If all these hypotheses are plausible, then do we not also need to say bluntly that our own unwillingness or inability, as archival institutions, to provide a trustworthy archival record of substantially changed and changing intellectual activity is itself a critical barrier to the rehabilitation and renewal of a viable (read: affordable) system of scholarly communication? The process of coming to terms with each other, with our academic colleagues and with publishers about the investment we must make in the system of scholarly communication and the savings that we must extract from that system is essentially a coming to terms about the centrality of archiving — the embalming of dead genius — in the pursuit of knowledge. But these understandings and agreements cannot be achieved immediately. And this brings me to my second point: that we need to affirm the utility of a systematic approach to the development of digital archiving.
As we contemplate the archiving of digital information, we have to understand that we are not seeking to fine-tune some technical variables of a system that is already long in place. While the goals are ultimately the same, we are not placing brittle books under a microfilm camera in a well-defined process. Instead, we are faced with what the Task Force report calls “a grander problem of organizing ourselves over time and as a society to maneuver effectively in a digital landscape” (Task Force 1995: 4). The effort to meet the cultural and economic imperatives of digital preservation requires us to build, almost from scratch, a system of infrastructure for moving the record of knowledge naturally and confidently into the future. The systematic approach, on which I believe we need to agree in order to build this infrastructure, has at least two dimensions: the elements of the system, and the manner in which we interact to deploy those elements and construct the system and subsystems for digital archiving.
The various elements of a system for archiving digital information — the kinds of information, the stakeholders and the operational functions — are discussed at length in the Task Force report. The discussion there is not perfect, nor have we identified all the factors that one might judge relevant. We would welcome your assessment of our judgments. However, it is perhaps less important that we have all the factors perfectly in hand than that we adopt a systematic process to ensure that over time we formulate and then confirm or disconfirm hypotheses about the interrelation of those elements and, in so doing, that we measurably improve our archival capabilities for digital information.
I also want to emphasize the manner in which we interact to deploy these elements and to construct the system and subsystems for digital archiving. We must, on the one hand, make a commitment to a complex iteration and reiteration of exploration, development and solution as the relevant factors and their interrelationships emerge and become clearer and more tractable. On the other hand, the manner of our interaction in a systematic approach to digital archiving must result in a complex division of labor. And this brings me to my third and final point: that our agreements to divide the labor as formal partners, as informal allies, or even as competitors, must soon substantially set in motion the mechanics of digital archives as a pervasive and trusted foundation for cultural discourse that includes scholarly communication.

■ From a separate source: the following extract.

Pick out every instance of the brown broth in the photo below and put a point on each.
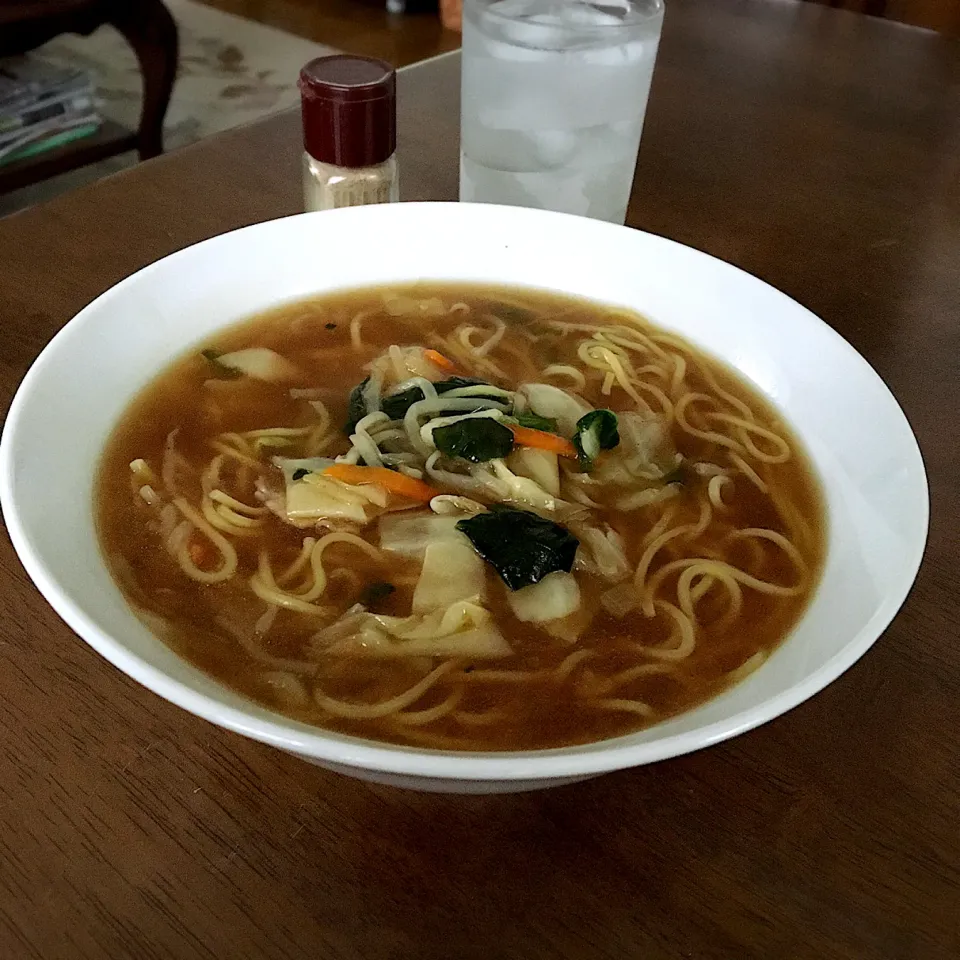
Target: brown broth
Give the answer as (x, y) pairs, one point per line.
(539, 713)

Most of the Task Force recommendations for setting the mechanics in motion invite substantial inter-institutional action. I draw your attention to three of these recommendations. They each illustrate a different form of interaction and they each yield a different kind of economic benefit.
First, the Task Force calls for certified digital archives. In itself, certification yields no direct economic benefit. Yet the process of certification is meant to create an overall climate of value and of trust about the prospects of preserving digital information. Repositories claiming to be digital archives in a changing and uncertain environment must be able to prove that they are who they say they are, and that they can deliver on the preservation promise. The call for individuals and organizations to agree to collaborate in the design and implementation of standards, criteria and mechanisms for certification, and for prospective digital archives to submit to the certification process, is a summons for the wider community to affirm the values — at least in the abstract — of digital preservation and, ultimately, of the pursuit of knowledge as its own end.

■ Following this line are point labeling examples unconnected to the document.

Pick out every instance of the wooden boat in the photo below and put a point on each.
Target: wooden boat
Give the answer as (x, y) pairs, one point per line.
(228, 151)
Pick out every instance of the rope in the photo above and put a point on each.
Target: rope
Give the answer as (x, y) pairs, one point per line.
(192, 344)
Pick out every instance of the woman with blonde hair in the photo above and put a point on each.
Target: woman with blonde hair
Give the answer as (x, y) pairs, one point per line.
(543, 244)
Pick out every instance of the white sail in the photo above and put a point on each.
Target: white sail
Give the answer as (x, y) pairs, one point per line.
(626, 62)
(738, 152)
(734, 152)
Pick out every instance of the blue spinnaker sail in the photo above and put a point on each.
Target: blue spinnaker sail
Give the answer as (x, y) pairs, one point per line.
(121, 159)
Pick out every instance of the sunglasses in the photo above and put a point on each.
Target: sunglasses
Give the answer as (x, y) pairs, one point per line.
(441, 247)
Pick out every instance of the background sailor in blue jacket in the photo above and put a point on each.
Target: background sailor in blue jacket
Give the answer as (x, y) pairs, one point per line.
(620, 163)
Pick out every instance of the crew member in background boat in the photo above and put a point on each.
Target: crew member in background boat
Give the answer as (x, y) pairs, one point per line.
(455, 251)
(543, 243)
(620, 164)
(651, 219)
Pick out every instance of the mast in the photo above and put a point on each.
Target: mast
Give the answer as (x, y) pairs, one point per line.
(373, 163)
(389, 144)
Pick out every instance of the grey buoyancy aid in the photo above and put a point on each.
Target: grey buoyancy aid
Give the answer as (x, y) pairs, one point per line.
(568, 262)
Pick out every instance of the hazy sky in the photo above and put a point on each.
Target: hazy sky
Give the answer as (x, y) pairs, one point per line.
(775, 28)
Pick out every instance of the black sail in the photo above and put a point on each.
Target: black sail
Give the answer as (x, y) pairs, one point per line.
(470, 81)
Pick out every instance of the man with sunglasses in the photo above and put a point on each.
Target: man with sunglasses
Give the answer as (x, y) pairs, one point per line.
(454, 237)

The Task Force also emphasizes the need for a fail-safe mechanism in digital archives. Such a mechanism will enable a certified archival repository to exercise an aggressive rescue function to save digital information that it judges to be culturally significant and which is endangered in its current repository. We may not know enough about the use of digital information to reach consensus about what fair use of it is, but we do know that one of the greatest dangers to its long life is the ease with which it can be abandoned or destroyed. If concerted action is needed in the intellectual property arena to protect the rights necessary to support teaching and research, then let us focus at least some of that action on the development of the legal framework needed to support a fail-safe mechanism for digital archives. The economic benefit of such action is, of course, not in the dollars it directly generates or saves, but in the environment it creates for archival institutions to do their job and to realize the value of preserved work for future generations.
Finally, I call attention to the Task Force recommendation for a cooperative venture to preserve the documents, discourse, software products, and other digital information objects that serve to record the early digital age. Because the objects in this focal area are at such risk of loss, the project could provide a useful means of exploring the actual operation of archival fail-safe mechanisms. Moreover, conceived as a cooperative venture among multiple participating archives, the project would provide a necessary testbed for developing an on-line system of linked but distributed archives. One of the biggest unknowns in the digital environment is the full impact of distributed computing over electronic networks. However, as the Task Force report suggests in the section on costs and finances, and as Dr. Bowen of the Mellon Foundation has asserted earlier in his discussion of the JSTOR project, one of the greatest hopes for reducing costs in the scholarly communication process is the prospect of achieving economies of scale in the storage and distribution of electronic information over electronic networks. We need to verify these expectations of economic benefit in actual experience with a range of materials.
I conclude by observing that the notions of archives and archiving today have much currency and import, even outside the context in which we have been discussing them here. Just a week ago, on October 8th, 1995, in the New York Times Magazine, William Safire devoted his “On Language” column to the topic of kids’ slang. He advised that “if you want to stay on the generational offensive, when your offspring use the clichéd ‘gimme a break,’ you can top that expression of sympathetic disbelief with ‘jump back’ and the ever-popular riposte ‘whatever.’” However, he noted that some expressions, such as “I’m outta here” or “I’m history,” are now very much dated. “I’m history,” Safire quotes from a forthcoming study of slang, is “a parting phrase modeled on an underworld expression referring to death, and it has both inspired and been replaced by the more trendy expression, ‘I’m archives’” (Safire 1995: 30).
With regard to the future of digital information in the scholarly communications process, I have no doubt that the expression “I’m archives” will apply truthfully to all the institutions represented in this room. The choice before us, both individually and collectively, is to decide in what sense it will apply.
Graham, Peter. 1995, “Requirements for the Digital Research Library.” College and Research Libraries 56(4): 331-339.
Kagan, Robert. 1994, In Over Our Heads: The Mental Demands of Modern Life. Cambridge, MA: Harvard University Press.
Pelikan, Jarislov. 1992, The Idea of the University: A Reexamination. New Haven: Yale University Press.
Safire, William. 1995, “Kiduage.” The New York Times Magazine. October 8, 1995: 28, 30.
Task Force on the Archiving of Digital Information. 1995, Preserving Digital Information. Draft Report, Version 1.0. Washington, D.C.: Commission on Preservation and Access and Mountain View, CA: The Research Libraries Group, August 23, 1995.